An affidavit is a written sworn statement of fact made voluntarily by the deponent under oath. The authenticity of the deponent’s signature is witnessed by a notary public or a commissioner of oaths such as a solicitor. The case of Santander v Carlin & Hughes  NICh 14 first came before the Chancery Court as the bank, as the owner of a legal charge over the property, made an application to enforce this charge by way of an Order for Possession. Affidavit evidence was lodged by the bank in a particular way, that is, through their solicitor. It was admitted that the affidavit evidence lodged was wrong although it was unclear whether it was intentionally untrue or whether it was a careless error and the Court made no finding in relation to this point. In any event, the Court determined that the Order for Possession was obtained improperly by a misrepresentation to the Court put in a sworn affidavit by the advocate for the lender to the Master. The judgment commends a course of action that the solicitor acting for the lender should follow when filing affidavit evidence.

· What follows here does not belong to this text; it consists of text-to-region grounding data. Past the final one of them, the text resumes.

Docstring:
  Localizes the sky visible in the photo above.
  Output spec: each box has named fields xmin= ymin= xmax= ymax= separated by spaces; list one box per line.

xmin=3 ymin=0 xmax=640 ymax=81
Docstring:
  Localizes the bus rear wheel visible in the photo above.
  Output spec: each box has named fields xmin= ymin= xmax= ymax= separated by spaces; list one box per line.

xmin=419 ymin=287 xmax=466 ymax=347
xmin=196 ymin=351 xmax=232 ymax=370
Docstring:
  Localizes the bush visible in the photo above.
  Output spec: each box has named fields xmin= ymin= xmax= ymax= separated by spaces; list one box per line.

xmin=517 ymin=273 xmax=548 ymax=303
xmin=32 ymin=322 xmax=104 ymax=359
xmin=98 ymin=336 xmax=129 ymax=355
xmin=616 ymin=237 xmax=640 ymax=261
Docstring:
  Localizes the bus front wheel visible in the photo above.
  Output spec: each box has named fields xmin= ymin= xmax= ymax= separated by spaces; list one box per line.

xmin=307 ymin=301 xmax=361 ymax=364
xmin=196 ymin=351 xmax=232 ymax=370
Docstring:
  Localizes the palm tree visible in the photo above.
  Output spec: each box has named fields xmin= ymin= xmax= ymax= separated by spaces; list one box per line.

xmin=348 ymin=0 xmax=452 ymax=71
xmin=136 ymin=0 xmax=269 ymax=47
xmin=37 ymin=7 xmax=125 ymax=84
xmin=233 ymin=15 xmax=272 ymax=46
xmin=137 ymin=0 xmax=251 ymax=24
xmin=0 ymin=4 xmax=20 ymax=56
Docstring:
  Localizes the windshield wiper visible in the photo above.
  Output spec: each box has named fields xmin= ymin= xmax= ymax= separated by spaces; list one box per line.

Firstly, it is a necessity that the solicitor should expressly warn the lender of the serious consequences that are borne personally and by his or her employer if an affidavit is sworn that is false in any respect. Secondly, the solicitor must confirm to the Court that the financial institution has been so advised before the affidavit is sworn and then the affidavit may be sworn by the deponent. Deeny J indicated that it may be preferable for the financial institution to swear the affidavits themselves rather than require their advocate to do so. It is anticipated that there may be a further practice direction or indeed a ruling in relation to this matter whereby it will be a requirement for the lenders to swear affidavit evidence rather than delegate this responsibility to their legal advisors.